Analyze API¶
Use the Analyze API to analyze a given NDJSON, CSV, or Parquet file to generate a Tinybird Data Source schema.
- POST /v0/analyze/?¶
The Analyze API takes a sample of a supported file (
csv
,ndjson
,parquet
) and guesses the file format, schema, columns, types, nullables and JSONPaths (in the case of NDJSON paths).This is a helper endpoint to create Data Sources without having to write the schema manually.
Take into account Tinybird’s guessing algorithm is not deterministic since it takes a random portion of the file passed to the endpoint, that means it can guess different types or nullables depending on the sample analyzed. We recommend to double check the schema guessed in case you have to make some manual adjustments.
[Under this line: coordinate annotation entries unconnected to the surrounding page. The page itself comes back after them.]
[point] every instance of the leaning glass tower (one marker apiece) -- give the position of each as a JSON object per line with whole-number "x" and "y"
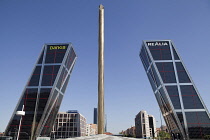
{"x": 184, "y": 111}
{"x": 39, "y": 103}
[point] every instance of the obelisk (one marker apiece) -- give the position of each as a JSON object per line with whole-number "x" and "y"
{"x": 101, "y": 71}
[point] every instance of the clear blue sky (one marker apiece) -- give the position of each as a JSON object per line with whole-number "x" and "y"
{"x": 26, "y": 25}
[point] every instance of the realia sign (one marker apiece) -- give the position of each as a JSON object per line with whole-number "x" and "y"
{"x": 157, "y": 43}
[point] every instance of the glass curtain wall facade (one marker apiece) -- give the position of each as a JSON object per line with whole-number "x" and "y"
{"x": 183, "y": 109}
{"x": 43, "y": 93}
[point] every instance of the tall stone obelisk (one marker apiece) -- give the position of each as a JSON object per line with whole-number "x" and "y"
{"x": 101, "y": 71}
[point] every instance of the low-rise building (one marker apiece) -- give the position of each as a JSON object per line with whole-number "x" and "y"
{"x": 69, "y": 124}
{"x": 145, "y": 125}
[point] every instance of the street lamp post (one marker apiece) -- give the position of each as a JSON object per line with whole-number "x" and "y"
{"x": 20, "y": 113}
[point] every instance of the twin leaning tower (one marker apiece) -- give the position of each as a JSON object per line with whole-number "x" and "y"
{"x": 184, "y": 111}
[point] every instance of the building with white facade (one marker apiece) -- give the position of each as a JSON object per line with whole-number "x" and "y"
{"x": 69, "y": 124}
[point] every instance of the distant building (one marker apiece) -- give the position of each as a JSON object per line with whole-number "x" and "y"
{"x": 95, "y": 116}
{"x": 69, "y": 124}
{"x": 145, "y": 125}
{"x": 93, "y": 129}
{"x": 164, "y": 128}
{"x": 142, "y": 125}
{"x": 88, "y": 129}
{"x": 152, "y": 126}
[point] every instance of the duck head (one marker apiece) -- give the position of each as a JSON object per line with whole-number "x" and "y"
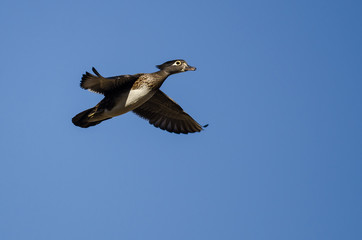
{"x": 175, "y": 66}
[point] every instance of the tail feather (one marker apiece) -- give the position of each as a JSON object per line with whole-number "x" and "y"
{"x": 82, "y": 119}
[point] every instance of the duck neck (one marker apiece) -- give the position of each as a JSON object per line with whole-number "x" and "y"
{"x": 160, "y": 77}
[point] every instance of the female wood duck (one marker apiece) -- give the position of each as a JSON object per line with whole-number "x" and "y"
{"x": 138, "y": 93}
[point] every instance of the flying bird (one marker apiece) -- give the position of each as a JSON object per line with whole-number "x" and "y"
{"x": 141, "y": 94}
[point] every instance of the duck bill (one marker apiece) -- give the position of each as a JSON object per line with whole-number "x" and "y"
{"x": 189, "y": 68}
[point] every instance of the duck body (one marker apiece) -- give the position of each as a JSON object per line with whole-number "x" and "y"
{"x": 139, "y": 93}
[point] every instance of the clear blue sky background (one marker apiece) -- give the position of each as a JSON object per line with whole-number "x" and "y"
{"x": 279, "y": 82}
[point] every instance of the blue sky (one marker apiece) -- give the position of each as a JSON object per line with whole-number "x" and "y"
{"x": 279, "y": 82}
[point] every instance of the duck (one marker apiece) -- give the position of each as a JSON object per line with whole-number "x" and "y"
{"x": 141, "y": 94}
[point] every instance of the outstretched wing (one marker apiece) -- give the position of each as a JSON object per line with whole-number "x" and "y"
{"x": 164, "y": 113}
{"x": 99, "y": 84}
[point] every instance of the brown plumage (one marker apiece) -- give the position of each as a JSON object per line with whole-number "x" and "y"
{"x": 138, "y": 93}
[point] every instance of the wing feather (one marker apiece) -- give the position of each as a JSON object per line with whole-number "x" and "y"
{"x": 166, "y": 114}
{"x": 99, "y": 84}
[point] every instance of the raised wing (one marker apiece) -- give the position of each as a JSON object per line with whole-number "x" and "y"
{"x": 99, "y": 84}
{"x": 164, "y": 113}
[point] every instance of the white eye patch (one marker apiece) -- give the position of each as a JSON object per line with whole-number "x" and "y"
{"x": 177, "y": 63}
curl \ -H "Authorization: Bearer <DATASOURCES:CREATE token>" \ -X POST "https://api.tinybird.co/v0/analyze" \ -F "file=@path_to_local_file"
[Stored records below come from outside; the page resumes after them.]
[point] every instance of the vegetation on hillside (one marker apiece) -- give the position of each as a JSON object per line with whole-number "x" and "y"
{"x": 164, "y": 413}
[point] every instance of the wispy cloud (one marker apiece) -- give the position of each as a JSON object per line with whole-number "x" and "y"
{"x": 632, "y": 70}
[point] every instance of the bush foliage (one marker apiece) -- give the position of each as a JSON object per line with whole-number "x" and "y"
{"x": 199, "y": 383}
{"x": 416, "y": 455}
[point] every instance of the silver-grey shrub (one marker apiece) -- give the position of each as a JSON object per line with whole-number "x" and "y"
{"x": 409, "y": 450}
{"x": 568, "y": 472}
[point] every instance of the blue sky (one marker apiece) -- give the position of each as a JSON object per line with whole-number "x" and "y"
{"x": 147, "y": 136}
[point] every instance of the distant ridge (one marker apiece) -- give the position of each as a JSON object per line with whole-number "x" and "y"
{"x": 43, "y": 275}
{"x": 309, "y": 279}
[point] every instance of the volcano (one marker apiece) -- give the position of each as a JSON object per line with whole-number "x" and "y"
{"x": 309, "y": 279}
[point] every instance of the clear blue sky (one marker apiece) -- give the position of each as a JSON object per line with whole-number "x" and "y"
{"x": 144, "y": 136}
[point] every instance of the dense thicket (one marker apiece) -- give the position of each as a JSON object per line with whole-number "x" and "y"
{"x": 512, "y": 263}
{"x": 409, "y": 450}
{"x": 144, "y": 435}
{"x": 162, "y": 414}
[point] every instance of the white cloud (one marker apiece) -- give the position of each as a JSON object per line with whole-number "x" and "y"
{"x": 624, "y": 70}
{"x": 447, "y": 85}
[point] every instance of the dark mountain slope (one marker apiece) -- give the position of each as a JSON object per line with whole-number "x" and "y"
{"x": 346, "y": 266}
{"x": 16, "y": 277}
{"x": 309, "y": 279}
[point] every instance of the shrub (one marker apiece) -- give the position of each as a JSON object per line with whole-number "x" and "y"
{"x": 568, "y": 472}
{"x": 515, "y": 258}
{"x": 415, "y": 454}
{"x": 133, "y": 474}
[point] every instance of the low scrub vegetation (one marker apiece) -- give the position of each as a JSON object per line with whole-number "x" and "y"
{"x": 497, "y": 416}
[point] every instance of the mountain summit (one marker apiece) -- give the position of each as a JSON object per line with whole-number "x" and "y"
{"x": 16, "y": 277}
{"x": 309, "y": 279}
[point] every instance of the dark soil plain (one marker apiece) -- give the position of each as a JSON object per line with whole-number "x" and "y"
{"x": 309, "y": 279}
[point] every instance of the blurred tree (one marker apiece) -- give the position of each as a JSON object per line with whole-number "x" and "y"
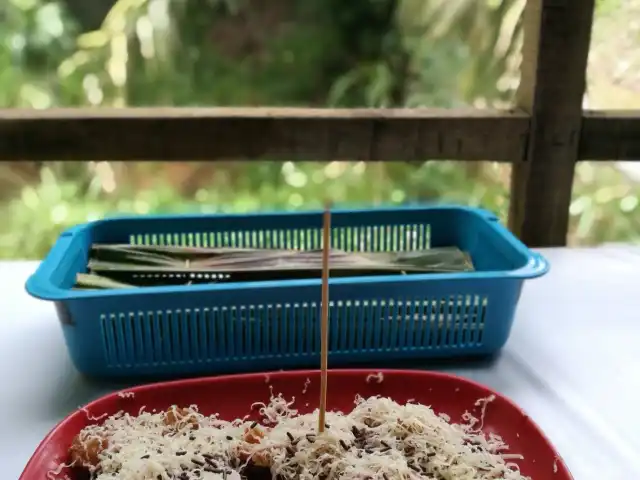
{"x": 251, "y": 52}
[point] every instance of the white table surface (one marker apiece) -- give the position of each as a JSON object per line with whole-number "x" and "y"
{"x": 572, "y": 362}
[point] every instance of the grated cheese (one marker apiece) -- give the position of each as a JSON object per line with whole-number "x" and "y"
{"x": 379, "y": 439}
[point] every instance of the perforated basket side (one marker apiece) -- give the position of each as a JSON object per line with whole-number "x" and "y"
{"x": 198, "y": 337}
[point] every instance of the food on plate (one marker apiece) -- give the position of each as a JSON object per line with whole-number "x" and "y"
{"x": 379, "y": 439}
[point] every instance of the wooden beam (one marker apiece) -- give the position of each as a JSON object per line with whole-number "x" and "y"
{"x": 610, "y": 135}
{"x": 556, "y": 45}
{"x": 252, "y": 133}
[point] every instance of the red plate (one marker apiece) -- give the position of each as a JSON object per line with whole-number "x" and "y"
{"x": 232, "y": 396}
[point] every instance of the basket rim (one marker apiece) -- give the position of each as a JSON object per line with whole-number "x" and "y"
{"x": 39, "y": 284}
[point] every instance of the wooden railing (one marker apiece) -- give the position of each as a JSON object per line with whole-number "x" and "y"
{"x": 543, "y": 137}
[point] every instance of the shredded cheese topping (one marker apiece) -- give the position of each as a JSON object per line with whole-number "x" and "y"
{"x": 379, "y": 439}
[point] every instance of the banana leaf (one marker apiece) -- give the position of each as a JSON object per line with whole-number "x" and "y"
{"x": 134, "y": 265}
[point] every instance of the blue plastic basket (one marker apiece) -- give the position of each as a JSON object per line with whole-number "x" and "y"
{"x": 232, "y": 327}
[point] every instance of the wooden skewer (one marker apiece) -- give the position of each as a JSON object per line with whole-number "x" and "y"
{"x": 324, "y": 342}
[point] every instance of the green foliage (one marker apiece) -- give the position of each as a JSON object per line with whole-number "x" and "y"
{"x": 293, "y": 52}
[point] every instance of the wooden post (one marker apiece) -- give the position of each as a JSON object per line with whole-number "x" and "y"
{"x": 557, "y": 36}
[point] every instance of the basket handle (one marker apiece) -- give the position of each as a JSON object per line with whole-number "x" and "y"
{"x": 40, "y": 284}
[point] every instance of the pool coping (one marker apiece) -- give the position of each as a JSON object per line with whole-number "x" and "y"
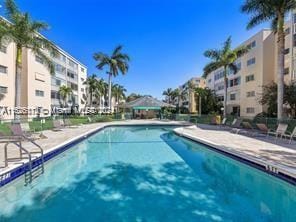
{"x": 17, "y": 171}
{"x": 273, "y": 169}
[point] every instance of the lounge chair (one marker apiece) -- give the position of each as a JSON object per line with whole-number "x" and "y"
{"x": 16, "y": 130}
{"x": 26, "y": 128}
{"x": 247, "y": 128}
{"x": 280, "y": 131}
{"x": 235, "y": 126}
{"x": 290, "y": 135}
{"x": 67, "y": 123}
{"x": 57, "y": 126}
{"x": 223, "y": 123}
{"x": 262, "y": 128}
curl \ -H "Authorization: Bearer <DATASOURCES:CREATE token>" \ -G -X POST "https://api.tinybird.co/v0/analyze" \ --data-urlencode "url=https://example.com/file"
{ "analysis": { "columns": [ { "path": "$.a_nested_array.nested_array[:]", "recommended_type": "Array(Int16)", "present_pct": 3, "name": "a_nested_array_nested_array" }, { "path": "$.an_array[:]", "recommended_type": "Array(Int16)", "present_pct": 3, "name": "an_array" }, { "path": "$.field", "recommended_type": "String", "present_pct": 1, "name": "field" }, { "path": "$.nested.nested_field", "recommended_type": "String", "present_pct": 1, "name": "nested_nested_field" } ], "schema": "a_nested_array_nested_array Array(Int16) `json:$.a_nested_array.nested_array[:]`, an_array Array(Int16) `json:$.an_array[:]`, field String `json:$.field`, nested_nested_field String `json:$.nested.nested_field`" }, "preview": { "meta": [ { "name": "a_nested_array_nested_array", "type": "Array(Int16)" }, { "name": "an_array", "type": "Array(Int16)" }, { "name": "field", "type": "String" }, { "name": "nested_nested_field", "type": "String" } ], "data": [ { "a_nested_array_nested_array": [ 1, 2, 3 ], "an_array": [ 1, 2, 3 ], "field": "test", "nested_nested_field": "bla" } ], "rows": 1, "statistics": { "elapsed": 0.000310539, "rows_read": 2, "bytes_read": 142 } } }
The
columns
attribute contains the guessed columns and for each one:path
: The JSONPath syntax in the case of NDJSON/Parquet filesrecommended_type
: The guessed database typepresent_pct
: If the value is lower than 1 then there was nulls in the sample used for guessingname
: The recommended column name
The
schema
attribute is ready to be used in the Data Sources APIThe
preview
contains up to 10 rows of the content of the file.